Una vez que se decide vendimiar una parcela, la vendimia puede llevarse a cabo de dos formas: de manera manual, como toda la vida, o mecánica. En nuestro caso, las variedades Bruñal y Cenicienta, con las que elaboramos nuestros vinos tintos, las recogemos a mano, haciendo una primera selección de los racimos en el viñedo y una posterior en la bodega, transportando las uvas en cajas con el máximo mimo y cuidado para mantener el objetivo de conseguir vinos de calidad.

Una vez que las uvas llegan en el remolque a la bodega, se descargan en la tolva y de ahí, pasan a la despalilladora, que separa las bayas del raspón. Los frutos sueltos se vuelcan en los depósitos de acero inoxidable, allí se meten junto con el primer mosto que ya ha salido tras el paso de los racimos por el tornillo sin fin.

Todo junto, el líquido y los hollejos, se mantiene a temperatura controlada durante unos cuantos días en el depósito y durante estas jornadas, se llevan a cabo lo que se conoce como remontados, un proceso en el que se remueve el contenido del depósito para que todo el líquido esté siempre en contacto con la ‘madre’ (los hollejos) ya que esta tiende a formar un ‘sombrero’ en la parte superior del depósito, mientras que el mosto cae hacia abajo por efecto de la gravedad. Y es que el vino tinto debe su color -y su tanicidad, entre otras propiedades-, precisamente, a las pieles de la uva. Por eso es tan importante que el líquido y los hollejos se mantengan en permanente contacto durante los días que permanecen juntos en el depósito.
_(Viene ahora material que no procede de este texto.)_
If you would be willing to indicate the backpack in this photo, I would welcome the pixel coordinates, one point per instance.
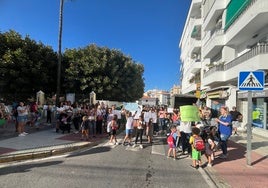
(199, 144)
(170, 139)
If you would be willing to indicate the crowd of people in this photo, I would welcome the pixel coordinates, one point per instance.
(99, 119)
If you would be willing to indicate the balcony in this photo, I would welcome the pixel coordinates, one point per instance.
(214, 43)
(213, 15)
(214, 76)
(247, 23)
(195, 66)
(255, 59)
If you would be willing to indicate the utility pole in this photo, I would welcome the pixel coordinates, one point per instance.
(59, 53)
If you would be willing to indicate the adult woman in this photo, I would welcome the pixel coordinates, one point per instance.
(22, 118)
(225, 129)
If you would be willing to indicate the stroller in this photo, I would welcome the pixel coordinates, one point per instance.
(65, 123)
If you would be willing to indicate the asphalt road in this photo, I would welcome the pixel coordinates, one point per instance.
(105, 166)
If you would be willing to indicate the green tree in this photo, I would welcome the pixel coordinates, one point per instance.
(26, 67)
(109, 73)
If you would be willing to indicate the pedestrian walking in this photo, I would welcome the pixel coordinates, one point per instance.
(114, 127)
(129, 128)
(196, 153)
(22, 118)
(225, 129)
(139, 132)
(171, 140)
(84, 128)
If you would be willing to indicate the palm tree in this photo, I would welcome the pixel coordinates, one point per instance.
(59, 52)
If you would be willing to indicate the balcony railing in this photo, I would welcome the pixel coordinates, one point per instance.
(257, 50)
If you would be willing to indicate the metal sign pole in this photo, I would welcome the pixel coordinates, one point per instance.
(249, 130)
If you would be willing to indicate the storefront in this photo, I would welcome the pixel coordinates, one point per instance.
(221, 96)
(259, 107)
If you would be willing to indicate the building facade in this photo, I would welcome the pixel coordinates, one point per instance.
(220, 39)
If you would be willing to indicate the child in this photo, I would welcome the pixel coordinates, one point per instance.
(171, 142)
(139, 132)
(84, 127)
(149, 131)
(210, 146)
(114, 127)
(196, 155)
(129, 127)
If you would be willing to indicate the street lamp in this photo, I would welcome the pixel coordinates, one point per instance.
(59, 52)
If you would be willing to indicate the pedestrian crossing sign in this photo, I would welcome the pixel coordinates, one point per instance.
(251, 80)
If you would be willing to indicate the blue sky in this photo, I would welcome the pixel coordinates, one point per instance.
(149, 31)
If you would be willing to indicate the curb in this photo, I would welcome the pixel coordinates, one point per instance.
(45, 152)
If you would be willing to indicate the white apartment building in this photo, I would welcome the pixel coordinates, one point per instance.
(220, 39)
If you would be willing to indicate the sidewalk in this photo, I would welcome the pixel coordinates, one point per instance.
(234, 171)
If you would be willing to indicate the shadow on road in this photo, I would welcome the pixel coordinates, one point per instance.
(91, 151)
(26, 167)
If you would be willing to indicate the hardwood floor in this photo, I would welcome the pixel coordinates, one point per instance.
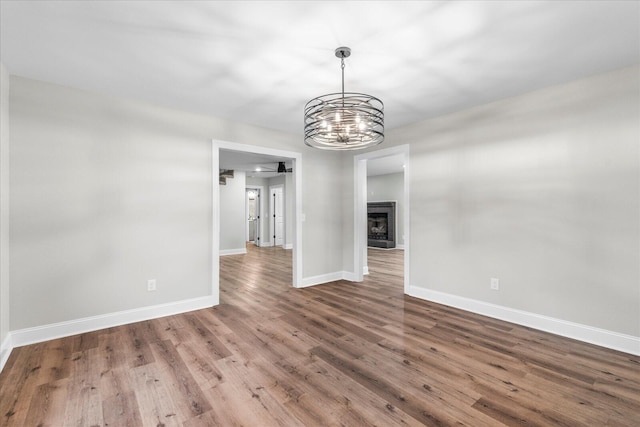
(337, 354)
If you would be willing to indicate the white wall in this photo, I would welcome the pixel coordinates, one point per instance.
(540, 191)
(389, 187)
(107, 193)
(4, 209)
(232, 214)
(287, 181)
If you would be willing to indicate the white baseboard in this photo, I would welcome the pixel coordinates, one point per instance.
(589, 334)
(5, 350)
(326, 278)
(73, 327)
(239, 251)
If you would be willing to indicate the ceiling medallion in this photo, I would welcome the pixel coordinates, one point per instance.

Uno de los procesos que entra en juego en la elaboración del vino tinto -y también, en la del blanco- es la fermentación alcohólica, que consiste en la transformación del azúcar presente en las uvas en alcohol. Tras ella, se lleva a cabo el descube, que consiste en trasladar el líquido del depósito a otro. En este otro, tiene lugar la segunda de las fermentaciones: la maloláctica, en ella, el ácido málico presente en las uvas se convierte en ácido láctico y ello evita que el vino se acidifique y se convierta en lo que denominamos ‘vinagre’. Esta fermentación tiene lugar durante un período de entre 15 y 21 días.

Una vez que se han dado todos estos procesos, ya se puede considerar el vino como tal, aunque se deberá dejarlo reposar un tiempo. Llegados a este punto, por lo tanto, un vino podría embotellarse y comercializarse como vino tinto joven.

En el caso de Bodega Javier Sanz Viticultor, los dos vinos tintos que elaboramos –Javier Sanz Paraje la Encina y V Colorado– llevan después una crianza en barricas de roble francés y americano durante cuatro y diez meses, respectivamente. Además, en el caso de Javier Sanz Paraje la Encina, la fermentación maloláctica tiene lugar en la barrica, mientras que V Colorado hace ambas fermentaciones también en barrica.

Mientras el vino se cría en la barrica, este va adquiriendo aromas propios del tipo de madera, así como del tostado de la misma y desarrollando características gracias a la microoxigenación a través de la porosidad de la madera.

Mientras el vino permanece en la barrica, deben realizarse dos procesos diferentes: el trasiego y el clarificado. El primero consiste en ir trasladando el vino de unas barricas a otras con cierta frecuencia para eliminar los sedimentos sólidos y airear el vino. La clarificación consiste en aplicar sustancias orgánicas que arrastran las impurezas que puedan quedar en el vino.

Finalmente, el vino es embotellado y es en la botella donde se estabiliza y encuentra un punto de equilibrio y armonía en esa atmósfera reductora en la que puede permanecer un tiempo de reposo mayor o menor hasta salir al mercado y terminar su vida en la copa.

Y tú, ¿eres fan de los vinos tintos? ¿Cuál de ellos es tu favorito?